繁栄 明日を切り拓くための人類10万年史

繁栄 明日を切り拓くための人類10万年史

私は本当に、本当にマット・リドレーのHow Innovation Works(未邦訳)が大好きなんだ。『繁栄』のフォローアップになっており、もし可能なら両方読むといい。

暗い時代でも明るい未来を想像させてくれる本だ。

この本を手にとったのは『国家はなぜ衰退するのか』とは逆の理論を提示しているからだ。『国家はなぜ衰退するのか』では、社会的な力と政治的な力が経済的な力をコントロールしているとされている。 両方の見方に触れたあとで、どちらの考え方により共鳴できるのかに興味があった。

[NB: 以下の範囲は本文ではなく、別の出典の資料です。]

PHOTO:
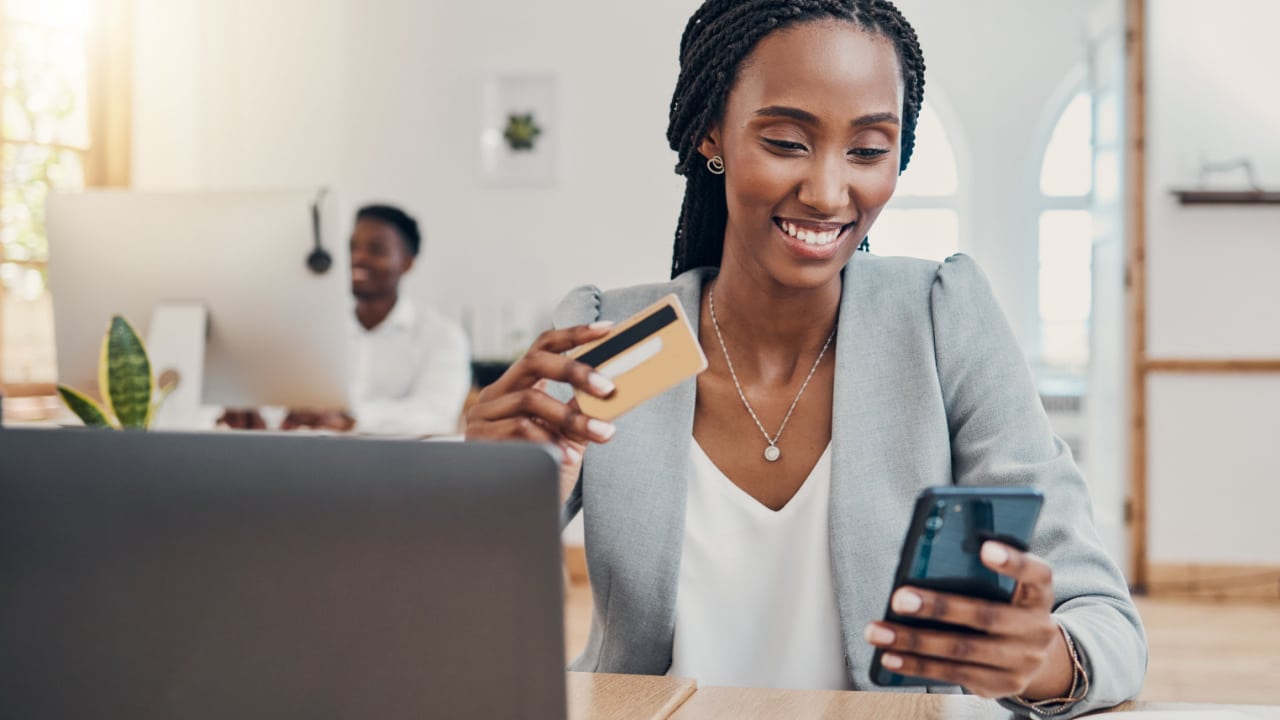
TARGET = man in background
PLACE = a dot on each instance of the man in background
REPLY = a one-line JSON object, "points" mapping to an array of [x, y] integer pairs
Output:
{"points": [[411, 367]]}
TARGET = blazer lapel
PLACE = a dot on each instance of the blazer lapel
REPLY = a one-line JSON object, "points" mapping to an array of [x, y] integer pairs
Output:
{"points": [[867, 501]]}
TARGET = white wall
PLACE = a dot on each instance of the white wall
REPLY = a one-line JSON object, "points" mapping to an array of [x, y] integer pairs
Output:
{"points": [[382, 99], [1211, 283]]}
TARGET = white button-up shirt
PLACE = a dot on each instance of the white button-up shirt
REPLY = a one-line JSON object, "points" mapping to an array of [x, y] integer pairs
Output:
{"points": [[410, 374]]}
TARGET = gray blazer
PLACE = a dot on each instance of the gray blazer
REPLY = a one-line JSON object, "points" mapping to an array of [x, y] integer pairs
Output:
{"points": [[931, 388]]}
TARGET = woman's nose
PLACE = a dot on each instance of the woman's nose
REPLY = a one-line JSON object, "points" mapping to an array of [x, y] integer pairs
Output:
{"points": [[827, 186]]}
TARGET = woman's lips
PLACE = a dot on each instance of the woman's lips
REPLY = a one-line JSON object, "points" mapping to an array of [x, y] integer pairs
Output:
{"points": [[813, 241]]}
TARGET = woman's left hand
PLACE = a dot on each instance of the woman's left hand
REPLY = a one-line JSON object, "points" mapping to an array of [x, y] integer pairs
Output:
{"points": [[1022, 654]]}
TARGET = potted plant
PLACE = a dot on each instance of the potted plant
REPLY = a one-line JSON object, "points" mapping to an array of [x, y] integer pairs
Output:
{"points": [[129, 393]]}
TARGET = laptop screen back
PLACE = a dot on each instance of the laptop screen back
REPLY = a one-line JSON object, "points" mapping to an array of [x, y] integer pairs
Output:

行き過ぎた悲観論が社会の将来に影響をきたすことは間違いない。この本は、そうした重要な主題について議論を引き起こすだろう。

私がここ数年読んできた中でもっとも素晴らしく、啓発的な本。

📕 本書の紹介文

経済崩壊、貧困拡大、環境汚染、人口爆発……。メディアを席捲する知識人は、われわれ人類は今にも破滅に向かうと日々嘆く。 だが実のところ、こうした悲観的未来予測は200年前から常にあったのだ――ほとんど外れてきたにもかかわらず。各種データを見れば、事実はまったく逆だ。「今」ほど最高の時代はない。 そして人類の生活レベルは地球規模でなお加速度的に向上している。 なぜか?  有史のある時点で、交換と分業が生まれ、それによって個々の知識が「累積」を始めたからだ。石器時代からグーグル時代にいたるまでを、ローマ帝国、イタリア商人都市、江戸期日本、産業革命期英国、そして高度情報技術社会などを例に、経済、産業、進化、生物学など広範な視点で縦横無尽に駆けめぐる。東西10万年をつうじて人類史最大の謎「文明を駆動するものは何か?」を解き明かす英米ベストセラー。